The Caruru

This dish is from the state of Bahia; it has has a deep taste, it is made with the traditional palm oil, the dendê. It can be served all by itself or with rice. Let’s examine here how to make this Caruru and for those who enjoy food with a strong traditional background, well seasoned to the delicious taste of northeastern Brazil!

Yield: 4-5 servings
Shrimp soaking: 1 hour
Total time:

The Caruru

* 2.2 lb (1 kg) of dried salted shrimp
* 4 cups (1 liter) water
* 4 tomatoes, cut into cubes
* 2 medium onions, chopped
* 1 medium green bell pepper, chopped
* 1 chopped green smell-pack
* 6 cloves chopped garlic
* 1 and 1/2 lb. (750 g) okra washed, dried and sliced
* 6 tablespoons of olive oil
* 3 Malagueta peppers
* 1/2 cup of dendê (brazilian palm oil)
s * 2 cups manioc flour

1) Peel the shrimp, reserving their heads and shells. Wash, soak the shrimp in water for an hour in a bowl. Change the water 3 or 4 times to remove the salt.

2) Pour the four cups water in a medium saucepan, and put the heads and shells of shrimp in, we had reserved. Add part of (1/4) of the chopped spices (tomato, onion, chili, cheiro-verde, garlic), boil for 5 minutes. Pour through a sieve and reserve the broth, discard the heads and shells now.

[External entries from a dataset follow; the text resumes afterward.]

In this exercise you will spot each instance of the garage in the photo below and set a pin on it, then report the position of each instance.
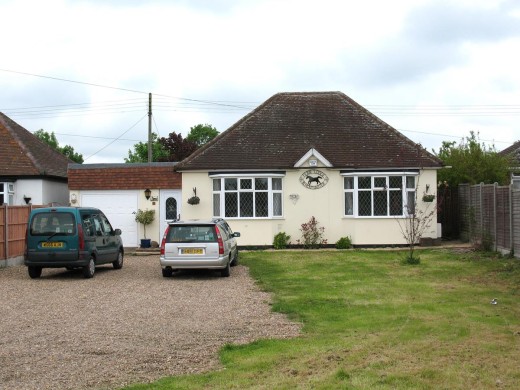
(119, 207)
(121, 189)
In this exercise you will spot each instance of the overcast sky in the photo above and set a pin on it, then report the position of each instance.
(434, 70)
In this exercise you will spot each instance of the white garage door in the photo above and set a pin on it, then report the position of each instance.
(119, 207)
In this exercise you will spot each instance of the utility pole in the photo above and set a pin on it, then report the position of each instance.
(150, 127)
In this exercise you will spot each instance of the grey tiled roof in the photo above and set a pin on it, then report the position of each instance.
(285, 127)
(23, 154)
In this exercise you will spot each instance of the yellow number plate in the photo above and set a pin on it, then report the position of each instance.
(52, 244)
(193, 251)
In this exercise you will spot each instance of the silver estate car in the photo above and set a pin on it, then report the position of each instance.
(199, 244)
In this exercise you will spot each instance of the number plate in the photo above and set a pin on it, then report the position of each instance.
(192, 251)
(52, 244)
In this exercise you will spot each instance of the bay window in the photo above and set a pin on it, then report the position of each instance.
(379, 194)
(258, 196)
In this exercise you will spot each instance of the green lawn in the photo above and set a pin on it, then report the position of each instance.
(371, 322)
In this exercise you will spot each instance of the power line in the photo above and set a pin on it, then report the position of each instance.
(115, 139)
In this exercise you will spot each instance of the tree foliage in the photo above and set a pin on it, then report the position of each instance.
(472, 162)
(51, 140)
(140, 153)
(177, 147)
(201, 134)
(174, 147)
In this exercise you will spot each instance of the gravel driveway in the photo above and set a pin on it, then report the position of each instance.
(65, 332)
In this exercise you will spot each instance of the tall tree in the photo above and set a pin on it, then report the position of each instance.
(472, 162)
(201, 134)
(140, 153)
(51, 140)
(178, 148)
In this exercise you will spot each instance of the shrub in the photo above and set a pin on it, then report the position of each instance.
(411, 260)
(312, 235)
(344, 243)
(281, 240)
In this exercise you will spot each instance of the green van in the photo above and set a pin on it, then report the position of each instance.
(71, 237)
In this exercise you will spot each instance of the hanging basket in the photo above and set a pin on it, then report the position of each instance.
(194, 200)
(428, 198)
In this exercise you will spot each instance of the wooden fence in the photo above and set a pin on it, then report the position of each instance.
(490, 216)
(13, 224)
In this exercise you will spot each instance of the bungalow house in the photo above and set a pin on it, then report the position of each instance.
(30, 170)
(303, 155)
(122, 189)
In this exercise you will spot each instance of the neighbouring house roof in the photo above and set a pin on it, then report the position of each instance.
(284, 128)
(22, 154)
(513, 150)
(124, 176)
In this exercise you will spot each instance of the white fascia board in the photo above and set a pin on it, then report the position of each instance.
(374, 173)
(309, 154)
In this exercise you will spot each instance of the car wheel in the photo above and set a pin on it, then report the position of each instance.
(226, 271)
(235, 259)
(89, 269)
(118, 264)
(35, 272)
(167, 272)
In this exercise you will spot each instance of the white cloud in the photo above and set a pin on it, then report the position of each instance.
(396, 53)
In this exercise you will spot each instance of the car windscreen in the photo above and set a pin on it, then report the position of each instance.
(191, 233)
(53, 224)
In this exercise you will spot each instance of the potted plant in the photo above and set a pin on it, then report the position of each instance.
(145, 217)
(428, 197)
(194, 199)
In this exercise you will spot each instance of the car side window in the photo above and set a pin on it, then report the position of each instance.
(228, 229)
(107, 228)
(88, 228)
(97, 225)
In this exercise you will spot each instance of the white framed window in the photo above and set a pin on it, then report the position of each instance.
(379, 194)
(258, 196)
(6, 193)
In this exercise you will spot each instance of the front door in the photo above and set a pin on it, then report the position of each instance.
(170, 208)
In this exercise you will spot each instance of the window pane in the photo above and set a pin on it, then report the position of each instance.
(364, 203)
(349, 203)
(231, 204)
(396, 182)
(365, 182)
(261, 184)
(216, 205)
(410, 202)
(277, 204)
(246, 184)
(380, 182)
(348, 183)
(261, 204)
(230, 184)
(396, 202)
(380, 203)
(246, 204)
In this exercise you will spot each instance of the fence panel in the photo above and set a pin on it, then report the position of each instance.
(13, 223)
(503, 219)
(515, 202)
(490, 216)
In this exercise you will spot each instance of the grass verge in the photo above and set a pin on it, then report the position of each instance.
(371, 322)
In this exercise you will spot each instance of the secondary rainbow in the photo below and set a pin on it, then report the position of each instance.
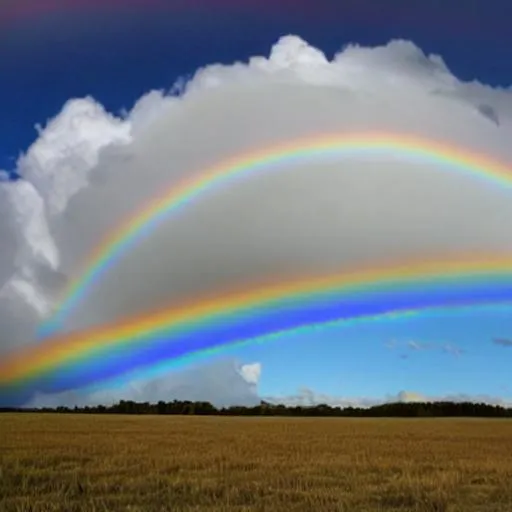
(179, 331)
(160, 208)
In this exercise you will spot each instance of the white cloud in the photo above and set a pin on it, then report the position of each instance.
(419, 346)
(308, 397)
(88, 170)
(221, 383)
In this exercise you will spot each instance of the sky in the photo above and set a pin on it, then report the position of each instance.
(131, 98)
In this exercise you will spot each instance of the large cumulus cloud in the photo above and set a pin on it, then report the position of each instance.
(89, 170)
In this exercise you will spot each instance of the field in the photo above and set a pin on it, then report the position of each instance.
(168, 463)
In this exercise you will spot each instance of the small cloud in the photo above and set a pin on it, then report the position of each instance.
(504, 342)
(418, 345)
(453, 349)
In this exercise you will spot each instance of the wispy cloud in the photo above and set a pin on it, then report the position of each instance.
(503, 342)
(418, 346)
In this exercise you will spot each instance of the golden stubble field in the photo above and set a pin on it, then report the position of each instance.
(168, 463)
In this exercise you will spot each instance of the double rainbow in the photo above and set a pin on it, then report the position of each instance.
(179, 331)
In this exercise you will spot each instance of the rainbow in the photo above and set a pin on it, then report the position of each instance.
(175, 198)
(182, 331)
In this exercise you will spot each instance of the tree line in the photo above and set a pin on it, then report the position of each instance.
(186, 407)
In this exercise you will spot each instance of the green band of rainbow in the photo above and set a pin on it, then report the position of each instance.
(133, 230)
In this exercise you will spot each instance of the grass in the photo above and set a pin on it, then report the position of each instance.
(167, 463)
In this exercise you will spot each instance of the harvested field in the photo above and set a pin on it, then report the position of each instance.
(173, 463)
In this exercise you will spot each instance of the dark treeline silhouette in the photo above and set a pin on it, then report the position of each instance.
(398, 409)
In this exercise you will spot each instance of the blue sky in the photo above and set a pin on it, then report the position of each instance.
(117, 55)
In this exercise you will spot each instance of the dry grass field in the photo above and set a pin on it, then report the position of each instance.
(168, 463)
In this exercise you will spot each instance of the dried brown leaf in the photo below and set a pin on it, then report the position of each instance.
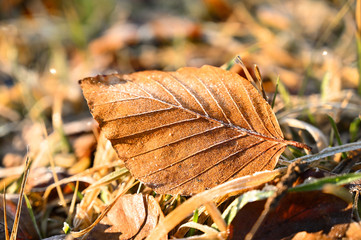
(186, 131)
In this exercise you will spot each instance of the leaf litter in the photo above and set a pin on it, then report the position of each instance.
(315, 62)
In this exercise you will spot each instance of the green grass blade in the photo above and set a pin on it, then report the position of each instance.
(31, 212)
(276, 91)
(319, 183)
(251, 196)
(337, 134)
(195, 219)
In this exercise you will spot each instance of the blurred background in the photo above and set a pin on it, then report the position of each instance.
(46, 46)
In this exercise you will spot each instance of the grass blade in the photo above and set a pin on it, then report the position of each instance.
(276, 91)
(337, 134)
(318, 184)
(5, 218)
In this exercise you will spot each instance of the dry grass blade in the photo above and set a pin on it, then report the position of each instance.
(20, 201)
(358, 16)
(236, 185)
(186, 131)
(316, 133)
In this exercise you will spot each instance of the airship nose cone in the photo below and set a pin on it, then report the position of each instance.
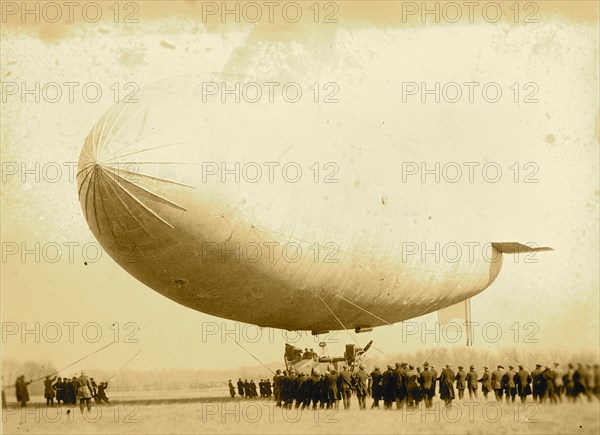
(128, 198)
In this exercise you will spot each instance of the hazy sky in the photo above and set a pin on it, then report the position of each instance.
(369, 56)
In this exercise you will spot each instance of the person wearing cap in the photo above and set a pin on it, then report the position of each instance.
(447, 385)
(461, 382)
(231, 390)
(522, 381)
(323, 390)
(388, 387)
(84, 392)
(559, 386)
(300, 390)
(362, 386)
(486, 382)
(313, 388)
(436, 378)
(292, 388)
(333, 393)
(49, 391)
(376, 387)
(345, 385)
(21, 391)
(276, 387)
(538, 383)
(497, 376)
(59, 388)
(412, 387)
(399, 385)
(508, 385)
(549, 378)
(427, 382)
(472, 379)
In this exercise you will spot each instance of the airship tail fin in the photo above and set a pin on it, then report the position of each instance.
(517, 248)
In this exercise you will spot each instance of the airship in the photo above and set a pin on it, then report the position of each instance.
(237, 200)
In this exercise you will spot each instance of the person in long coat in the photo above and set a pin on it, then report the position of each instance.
(376, 387)
(461, 383)
(388, 387)
(59, 387)
(21, 391)
(522, 383)
(362, 387)
(427, 382)
(472, 380)
(486, 382)
(49, 391)
(447, 384)
(84, 392)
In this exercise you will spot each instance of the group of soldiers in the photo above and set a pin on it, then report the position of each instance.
(407, 385)
(80, 389)
(248, 389)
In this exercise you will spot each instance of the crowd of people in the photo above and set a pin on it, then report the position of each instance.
(79, 389)
(407, 385)
(248, 389)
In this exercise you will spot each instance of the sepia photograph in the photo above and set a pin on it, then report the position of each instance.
(300, 217)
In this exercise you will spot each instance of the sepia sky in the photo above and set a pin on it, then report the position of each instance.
(373, 50)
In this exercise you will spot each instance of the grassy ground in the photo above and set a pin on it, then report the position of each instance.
(258, 417)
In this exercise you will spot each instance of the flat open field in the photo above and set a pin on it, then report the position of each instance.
(219, 415)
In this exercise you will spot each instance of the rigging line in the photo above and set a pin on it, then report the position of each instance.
(346, 329)
(79, 360)
(125, 365)
(249, 353)
(366, 311)
(339, 321)
(359, 307)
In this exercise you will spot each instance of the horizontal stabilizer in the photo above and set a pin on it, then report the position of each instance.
(517, 248)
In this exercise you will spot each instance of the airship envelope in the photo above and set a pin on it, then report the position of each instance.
(282, 214)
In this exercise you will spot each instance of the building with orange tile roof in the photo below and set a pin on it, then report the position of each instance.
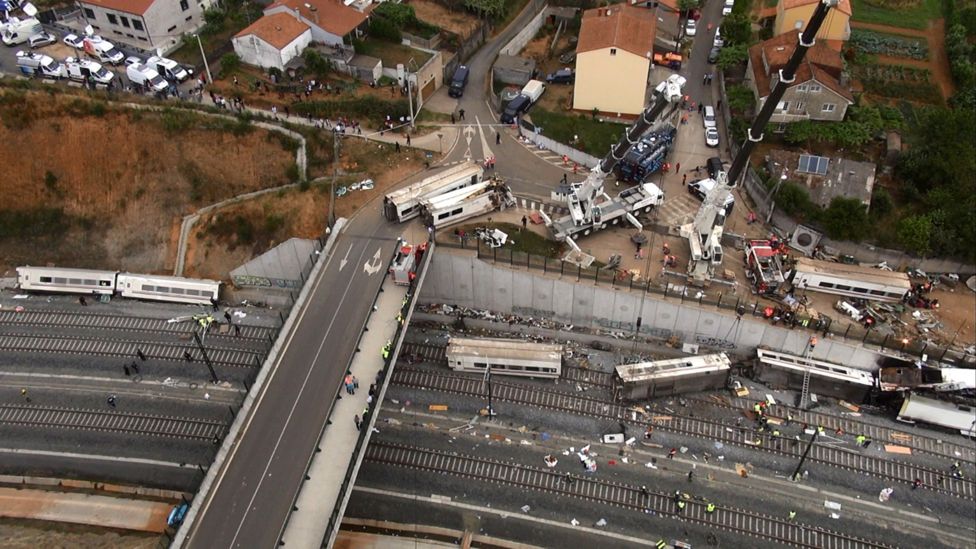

3) Pour 2 cups (1/2 liter) of water in a pan and cook the okra in the water until they are in a very bright green color. Drain them and set aside.

4) Pass one quarter of the shrimp by the grinder, to pulverize it. Pour the olive oil in a pot, add all the spices, the rest of the shrimp, the ground shrimp, malagueta peppers and saute. Remove the peppers after sautéing the shrimp.

5) Dissolve the flour in a little bit of cold water. Add to stew a little of the reserved shrimp broth and all of the okra. Stir well with a wooden spoon and gradually add the flour to avoid making lumps, add the palm oil and cook for another 15 minutes. If necessary, add a little more of the reserved shrimp broth. Serve hot with white rice.